The end of the perpetual performance Theodorah

Dr Sharlene Khan and Senzeni Mthwakazi Marasela
Dr Sharlene Khan and Senzeni Mthwakazi Marasela

Last week, the School of Fine Arts hosted cross-disciplinary artist Senzeni Mthwakazi Marasela in a creative dialogue at Rhodes University, during its launch party for the Art on our Mind Research Project and website (www.artonourmind.org.za).

The dialogue is the first of three for the year under the project Art on our Mind, which is an NFR Thutuka-funded research project.
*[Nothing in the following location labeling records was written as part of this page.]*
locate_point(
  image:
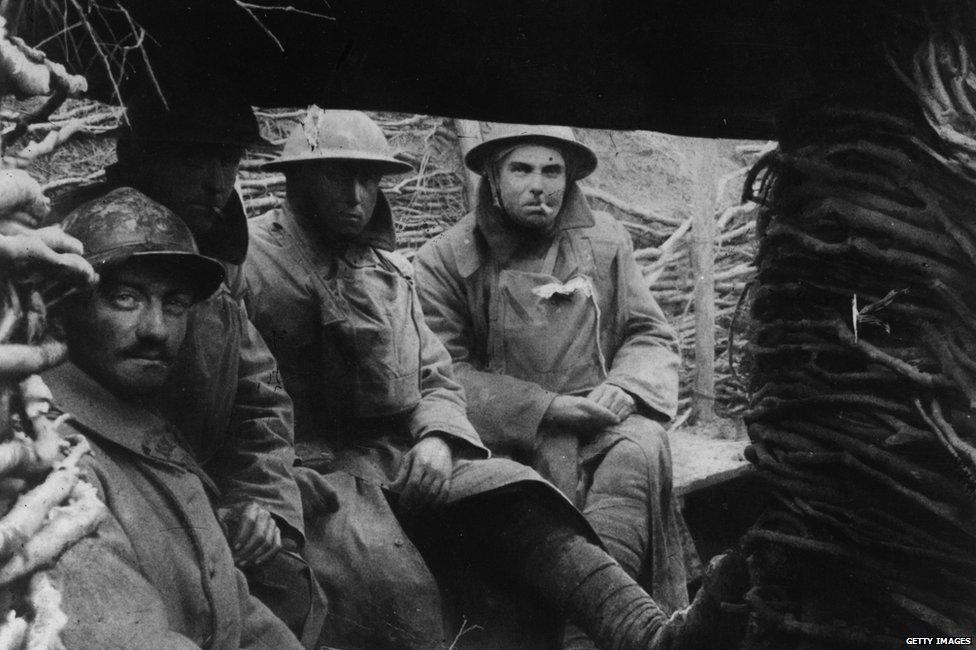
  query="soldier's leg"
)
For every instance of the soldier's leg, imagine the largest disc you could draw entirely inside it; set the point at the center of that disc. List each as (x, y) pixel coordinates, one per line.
(533, 537)
(630, 504)
(286, 585)
(380, 592)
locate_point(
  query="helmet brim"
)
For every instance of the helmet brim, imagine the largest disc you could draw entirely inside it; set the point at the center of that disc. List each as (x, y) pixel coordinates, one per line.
(204, 273)
(477, 159)
(386, 166)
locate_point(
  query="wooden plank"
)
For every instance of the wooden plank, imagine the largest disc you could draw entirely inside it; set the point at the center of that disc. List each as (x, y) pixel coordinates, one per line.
(699, 461)
(703, 268)
(469, 135)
Marasela and Dr Sharlene Khan engaged in a creative dialogue that delved into her comprehensive body of work which includes photography, video, prints and mixed medium installations involving textile and embroidery.
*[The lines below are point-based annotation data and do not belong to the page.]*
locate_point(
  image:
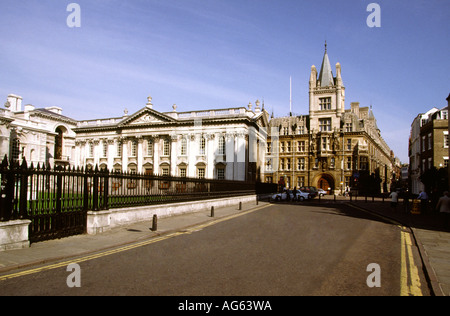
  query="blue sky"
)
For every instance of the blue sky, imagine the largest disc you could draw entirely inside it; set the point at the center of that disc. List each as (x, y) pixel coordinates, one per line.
(203, 54)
Marasela was born in Thokoza, in Ekurhuleni, Gauteng to Xhosa parents. Her father worked as an administrator for the police service until his retirement in 1991. Both her parents are currently in their eighties.

Marasela’s love affair with art started at St Dominic's Catholic School for Girls in Boksburg where she was inspired by her teacher Gill Blair and a trip to the University of Witwatersrand’s (Wits) art school.

“My parents wanted me to become a doctor,” she recalled. “Up until then, my encounters with art in the homestead had been very limited, and being an artist was not considered a proper job.”

In 2003, she began the project Theodorah Comes to Johannesburg where, through her performance as Theodorah, she tells of her mother’s travels from the rural area of Mvenyane to Johannesburg. “I needed to tell the story of my mother and other black women like her,” she explained.

Marasela’s Theodorah shines a stark and realistic light on the dehumanisation of black women during the oppressive apartheid regime in the 1960s. As Theodorah, who she now considers her alter ego, Marasela started to perform in an yellow seshoeshoe dress in 2013, which was given to her by her mother. Through becoming the embodiment of art, Marasela turned Theodora into a perpetual character performance and she has since amassed 38 different versions of the “Theodora dress”.

“There is both power and difficulty in living my art,” said Marasela. “To others, my Theodora dresses signify poverty and illiteracy, and when I enter professional spaces, I am usually immediately turned away and rejected. I am disrespected all because of a dress and the associations people have of it.”

The project is now in its final year and will end with a grand finale performance later in the year.